Edith Stein, als Jüdin in Breslau geboren, 1922 zum katholischen Glauben konvertiert im Oktober 1933 unter dem Ordensnamen Theresia Benedicta a Cruce - in den Kölner Karmel eingetreten, richtete ihr Schreiben an das Oberhaupt der römisch-katholischen Kirche als damalige Dozentin am Deutschen Institut für wissenschaftliche Pädagogik "Collegium Marianum" in Münster. Den mit der Schreibmaschine verfassten, versiegelten Brief leitete der damalige Erzabt der Benediktiner-Abtei Beuron Raphael Walzer während eines Besuchs im Vatikan mit einem Begleitschreiben, datiert auf den 12. April 1933, an den Papst weiter. Edith Stein beschreibt in ihrem Brief einleitend die Ausschreitungen gegen die Juden und bedauert das Schweigen der Kirche zu diesen Vorgängen. Die Verantwortung falle auch auf die, die dazu schweigen. Mit diesem Schweigen sei auf die Dauer der Frieden mit der gegenwärtigen deutschen Regierung nicht zu erkaufen.

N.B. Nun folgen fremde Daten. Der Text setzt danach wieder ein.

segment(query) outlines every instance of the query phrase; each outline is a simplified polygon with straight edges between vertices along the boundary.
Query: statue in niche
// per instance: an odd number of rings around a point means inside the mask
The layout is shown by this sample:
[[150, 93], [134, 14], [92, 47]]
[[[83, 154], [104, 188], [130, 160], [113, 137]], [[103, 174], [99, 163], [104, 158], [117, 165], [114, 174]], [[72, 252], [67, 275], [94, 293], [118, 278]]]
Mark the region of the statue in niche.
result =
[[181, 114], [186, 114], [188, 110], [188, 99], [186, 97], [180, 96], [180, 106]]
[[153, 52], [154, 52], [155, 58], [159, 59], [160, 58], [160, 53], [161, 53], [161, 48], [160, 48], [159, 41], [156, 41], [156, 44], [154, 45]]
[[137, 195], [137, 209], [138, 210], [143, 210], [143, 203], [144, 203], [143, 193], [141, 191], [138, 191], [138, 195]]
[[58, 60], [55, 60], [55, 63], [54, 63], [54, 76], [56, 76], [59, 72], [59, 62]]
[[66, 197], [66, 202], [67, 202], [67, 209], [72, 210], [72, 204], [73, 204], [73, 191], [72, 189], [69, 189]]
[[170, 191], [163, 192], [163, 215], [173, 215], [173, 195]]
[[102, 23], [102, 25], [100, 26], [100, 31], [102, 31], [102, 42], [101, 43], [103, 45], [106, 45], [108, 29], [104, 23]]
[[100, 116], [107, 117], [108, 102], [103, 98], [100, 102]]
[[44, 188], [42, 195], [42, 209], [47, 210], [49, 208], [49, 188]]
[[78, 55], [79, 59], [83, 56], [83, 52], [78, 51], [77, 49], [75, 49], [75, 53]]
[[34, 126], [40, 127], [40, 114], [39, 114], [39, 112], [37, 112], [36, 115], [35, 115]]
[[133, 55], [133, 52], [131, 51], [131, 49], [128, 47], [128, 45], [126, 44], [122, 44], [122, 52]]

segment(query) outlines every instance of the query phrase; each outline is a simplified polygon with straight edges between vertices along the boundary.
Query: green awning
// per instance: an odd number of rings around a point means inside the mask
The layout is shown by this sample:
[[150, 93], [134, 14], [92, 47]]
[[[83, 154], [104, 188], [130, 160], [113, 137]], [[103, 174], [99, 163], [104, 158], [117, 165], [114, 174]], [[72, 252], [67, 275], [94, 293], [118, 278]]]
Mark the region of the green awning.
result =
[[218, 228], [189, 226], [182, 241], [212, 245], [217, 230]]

Der Brief galt nach dem Krieg zunächst als nicht auffindbar, wurde dann aber "entdeckt" und von den vatikanischen Behörden bis heute unter Verschluss gehalten. Erst vor kurzem hat das Vatikanische Geheimarchiv das Schriftstück veröffentlicht und dem ZDF-Redakteur Werner Kaltefleiter durch den Präfekten des Geheimarchivs, den Barnabiten-Pater Sergio B. Pagano vorgelegt und erläutert. Die Aufhebung der Sperrfrist, die bei Personen im allgemeinen 70 Jahre nach deren Tod beträgt, erfolgte im Rahmen der Öffnung eines Teils der Archivbestände aus der Regierungszeit von Papst Pius XI., also von 1922 bis 1939.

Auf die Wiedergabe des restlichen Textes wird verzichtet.